In the default setting 25 bootstrap samples are used to estimate the out-of-sample performance. With the trControl argument of the train() function, this number can be adjusted to another number.
Figure 3.7
Caret Linear Model Based on 200 Bootstrap Samples
library(caret)
set.seed(20200829)
linmod_caret_bootstrap_200 <-
train(CATALOG_PRICE~MASS, data = rdw_sample, method = "lm",
trControl = trainControl(number = 200))
linmod_caret_bootstrap_200
Linear Regression
8341 samples
1 predictor
No pre-processing
Resampling: Bootstrapped (200 reps)
Summary of sample sizes: 8341, 8341, 8341, 8341, 8341, 8341, ...
Resampling results:
RMSE Rsquared MAE
8834.139 0.7017922 6455.909
Tuning parameter 'intercept' was held constant at a value of TRUE
The summary of this model is based on all the observations in the training set and is the same as the model in Figure 3.2.
Figure 3.8
Summary Caret Linear Model Based on 200 Bootstrap Samples
Call:
lm(formula = .outcome ~ ., data = dat)
Residuals:
Min 1Q Median 3Q Max
-45568 -5890 475 3837 48936
Coefficients:
Estimate Std. Error t value Pr(>|t|)
(Intercept) -3.125e+04 4.434e+02 -70.47 <2e-16 ***
MASS 5.033e+01 3.599e-01 139.85 <2e-16 ***
---
Signif. codes: 0 '***' 0.001 '**' 0.01 '*' 0.05 '.' 0.1 ' ' 1
Residual standard error: 8833 on 8339 degrees of freedom
Multiple R-squared: 0.7011, Adjusted R-squared: 0.701
F-statistic: 1.956e+04 on 1 and 8339 DF, p-value: < 2.2e-16
3.3.2 Estimating MSE using Repeated Cross Validation
The trControl() argument in the caret::train() funciton can also be used to use another method for estimating the out-of-sample performance. For instance cross validation or repeated cross validation.
Figure 3.8
Caret Linear Model Based on 200 Times Repeated 10-Fold CV
set.seed(20200829)
linmod_caret_repeatedcv <-
train(CATALOG_PRICE~MASS, data = rdw_sample, method = "lm",
trControl = trainControl(method="repeatedcv", number=10,
repeats = 200))
linmod_caret_repeatedcv
Linear Regression
8341 samples
1 predictor
No pre-processing
Resampling: Cross-Validated (10 fold, repeated 200 times)
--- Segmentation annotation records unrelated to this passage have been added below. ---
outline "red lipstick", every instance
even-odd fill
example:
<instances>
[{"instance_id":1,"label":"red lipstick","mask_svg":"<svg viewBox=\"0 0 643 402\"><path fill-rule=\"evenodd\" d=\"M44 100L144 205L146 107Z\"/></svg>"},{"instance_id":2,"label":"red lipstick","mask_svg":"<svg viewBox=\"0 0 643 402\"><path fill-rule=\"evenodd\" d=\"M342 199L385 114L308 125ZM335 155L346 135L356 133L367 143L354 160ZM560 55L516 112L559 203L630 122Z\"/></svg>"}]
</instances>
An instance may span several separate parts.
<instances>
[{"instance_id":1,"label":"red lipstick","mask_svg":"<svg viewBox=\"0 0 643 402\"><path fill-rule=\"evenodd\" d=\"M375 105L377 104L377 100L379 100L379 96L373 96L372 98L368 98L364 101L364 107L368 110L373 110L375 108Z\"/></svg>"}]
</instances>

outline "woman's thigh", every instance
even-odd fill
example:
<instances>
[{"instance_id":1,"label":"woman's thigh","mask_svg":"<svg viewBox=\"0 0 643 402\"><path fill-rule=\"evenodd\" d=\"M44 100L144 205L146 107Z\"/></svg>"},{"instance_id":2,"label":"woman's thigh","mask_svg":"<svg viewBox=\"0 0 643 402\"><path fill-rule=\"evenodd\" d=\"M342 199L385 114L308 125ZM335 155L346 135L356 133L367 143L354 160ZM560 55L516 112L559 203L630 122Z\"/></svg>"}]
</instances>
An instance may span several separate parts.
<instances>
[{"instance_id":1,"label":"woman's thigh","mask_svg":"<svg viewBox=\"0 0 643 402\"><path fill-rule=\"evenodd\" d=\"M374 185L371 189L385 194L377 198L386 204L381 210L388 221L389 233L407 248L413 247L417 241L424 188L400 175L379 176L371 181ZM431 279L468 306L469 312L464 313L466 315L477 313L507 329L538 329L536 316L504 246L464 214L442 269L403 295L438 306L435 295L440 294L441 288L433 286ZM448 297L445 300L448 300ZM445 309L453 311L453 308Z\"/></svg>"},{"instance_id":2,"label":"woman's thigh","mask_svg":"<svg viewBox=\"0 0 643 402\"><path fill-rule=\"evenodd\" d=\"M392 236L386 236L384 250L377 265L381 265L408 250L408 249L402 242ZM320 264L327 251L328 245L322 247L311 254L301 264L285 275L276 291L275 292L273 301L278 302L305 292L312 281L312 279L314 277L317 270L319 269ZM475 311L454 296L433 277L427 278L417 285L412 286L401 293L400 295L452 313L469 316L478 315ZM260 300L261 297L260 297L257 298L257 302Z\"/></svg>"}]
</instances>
Summary of sample sizes: 7506, 7508, 7506, 7508, 7508, 7507, ...
Resampling results:
RMSE Rsquared MAE
8828.989 0.7015469 6460.448
Tuning parameter 'intercept' was held constant at a value of TRUE
Figure 3.9
Summary Caret Linear Model Based on 200 Times Repeated 10-Fold CV
Call:
lm(formula = .outcome ~ ., data = dat)
Residuals:
Min 1Q Median 3Q Max
-45568 -5890 475 3837 48936
Coefficients:
Estimate Std. Error t value Pr(>|t|)
(Intercept) -3.125e+04 4.434e+02 -70.47 <2e-16 ***
MASS 5.033e+01 3.599e-01 139.85 <2e-16 ***
---
Signif. codes: 0 '***' 0.001 '**' 0.01 '*' 0.05 '.' 0.1 ' ' 1
Residual standard error: 8833 on 8339 degrees of freedom
Multiple R-squared: 0.7011, Adjusted R-squared: 0.701
F-statistic: 1.956e+04 on 1 and 8339 DF, p-value: < 2.2e-16
The output of the train() function is a list with lots of information. One of the components of the list is the ‘results’ component. Besides the estimated RMSE and R squared value.
Figure 3.10
Results Caret Linear Model Based on 200 Times Repeated 10-Fold CV
intercept RMSE Rsquared MAE RMSESD RsquaredSD MAESD
1 TRUE 8828.989 0.7015469 6460.448 302.76 0.01411291 180.9893
If 200 times repeated 10-Fold CV is applied, 2000 linear models are generated and evaluated. The reported out-of-sample performance is the average of 2000 out-of-sample performance estimates. The reported standard deviation (RMSESD) is the standard deviation of these 2000 estimates.